Understanding his required role, embracing it and excelling at it are things that have made Gomes stand out in practices while playing time in games has been sparse.
“He's a very talented player,” said Thabo Sefolosha. “He does a lot of great things. He knows his game. He knows his role on the team and he does it very well. … And he fits in very well in any system pretty much.”
Thunder coach Scott Brooks called Gomes a quintessential “glue guy.”
“He knows how to play. He knows where to be. That's something that's taken time to get,” Brooks said. “That comes through experience. He can make shots. He knows the rotations. He's had some great experiences in this league.”
Gomes holds career averages of 10.2 points, 4.6 rebounds and 1.5 assists in seven seasons with Minnesota, Boston and the Clippers. In his best year, the 2008-09 season with the Timberwolves, Gomes averaged 13.3 points and 4.8 rebounds.
But in Oklahoma City, he's happy taking a lesser role and doing anything he can to help the team.
“Early in your career you want to make a name for yourself. You want to show your value and hopefully you reach superstardom,” Gomes said. “But on a veteran team, a team that's established, you want to come in and fill in.

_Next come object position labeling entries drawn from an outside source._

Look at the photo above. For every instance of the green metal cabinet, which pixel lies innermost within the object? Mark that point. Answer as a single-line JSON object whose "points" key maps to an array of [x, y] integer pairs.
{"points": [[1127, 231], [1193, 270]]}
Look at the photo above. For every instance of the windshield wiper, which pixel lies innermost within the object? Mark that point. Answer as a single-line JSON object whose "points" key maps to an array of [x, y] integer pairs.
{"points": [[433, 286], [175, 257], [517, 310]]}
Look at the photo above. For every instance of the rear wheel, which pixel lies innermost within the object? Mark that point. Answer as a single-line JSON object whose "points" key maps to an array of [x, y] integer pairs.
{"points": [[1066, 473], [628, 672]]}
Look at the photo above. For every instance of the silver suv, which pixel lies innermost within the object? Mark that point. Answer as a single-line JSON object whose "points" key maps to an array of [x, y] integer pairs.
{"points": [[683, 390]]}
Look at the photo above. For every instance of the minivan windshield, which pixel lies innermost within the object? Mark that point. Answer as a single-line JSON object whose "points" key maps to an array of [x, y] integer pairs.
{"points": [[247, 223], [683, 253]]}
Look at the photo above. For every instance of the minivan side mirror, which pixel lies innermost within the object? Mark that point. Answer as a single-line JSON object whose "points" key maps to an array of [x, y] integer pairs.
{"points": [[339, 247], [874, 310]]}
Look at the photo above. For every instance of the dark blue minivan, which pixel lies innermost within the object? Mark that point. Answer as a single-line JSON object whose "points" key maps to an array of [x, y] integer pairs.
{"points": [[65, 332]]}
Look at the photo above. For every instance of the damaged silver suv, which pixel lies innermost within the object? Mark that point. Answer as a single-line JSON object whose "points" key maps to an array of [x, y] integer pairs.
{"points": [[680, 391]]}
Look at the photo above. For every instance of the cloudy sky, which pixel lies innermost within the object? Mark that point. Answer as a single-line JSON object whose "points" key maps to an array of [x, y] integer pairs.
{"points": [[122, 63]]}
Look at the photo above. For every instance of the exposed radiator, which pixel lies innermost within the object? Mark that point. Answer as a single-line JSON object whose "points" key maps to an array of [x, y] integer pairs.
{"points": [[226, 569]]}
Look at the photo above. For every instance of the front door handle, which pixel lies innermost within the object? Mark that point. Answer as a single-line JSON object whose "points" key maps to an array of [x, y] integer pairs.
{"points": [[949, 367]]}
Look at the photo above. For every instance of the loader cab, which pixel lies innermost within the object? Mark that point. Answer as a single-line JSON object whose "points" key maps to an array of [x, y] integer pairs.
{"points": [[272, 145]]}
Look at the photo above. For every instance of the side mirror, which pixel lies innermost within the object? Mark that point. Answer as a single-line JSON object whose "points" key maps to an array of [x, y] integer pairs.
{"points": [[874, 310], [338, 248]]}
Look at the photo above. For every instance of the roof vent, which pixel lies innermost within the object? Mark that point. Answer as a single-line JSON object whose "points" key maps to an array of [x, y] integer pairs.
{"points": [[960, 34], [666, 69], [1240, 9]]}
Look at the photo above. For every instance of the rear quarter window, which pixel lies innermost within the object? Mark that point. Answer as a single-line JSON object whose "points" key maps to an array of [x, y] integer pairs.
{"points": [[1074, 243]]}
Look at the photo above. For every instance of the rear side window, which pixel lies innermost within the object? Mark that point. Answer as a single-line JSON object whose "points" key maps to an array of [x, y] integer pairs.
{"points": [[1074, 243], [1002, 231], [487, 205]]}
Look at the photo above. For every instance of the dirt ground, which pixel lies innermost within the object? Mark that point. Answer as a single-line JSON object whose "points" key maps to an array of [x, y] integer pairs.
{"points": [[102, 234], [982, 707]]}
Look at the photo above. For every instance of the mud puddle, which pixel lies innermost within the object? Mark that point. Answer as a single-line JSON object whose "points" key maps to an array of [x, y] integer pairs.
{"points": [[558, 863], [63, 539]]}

Just do things right and try to follow the lead of guys that are ahead of you.
“This is a team whose roster is set pretty much from last year. … So you just got to be patient and work on your game. I've been here since August and that's what I've been doing. So whenever the opportunity presents itself, two minutes, five minutes, 20 minutes, I think I'll be ready to go out there and play as hard as I can.”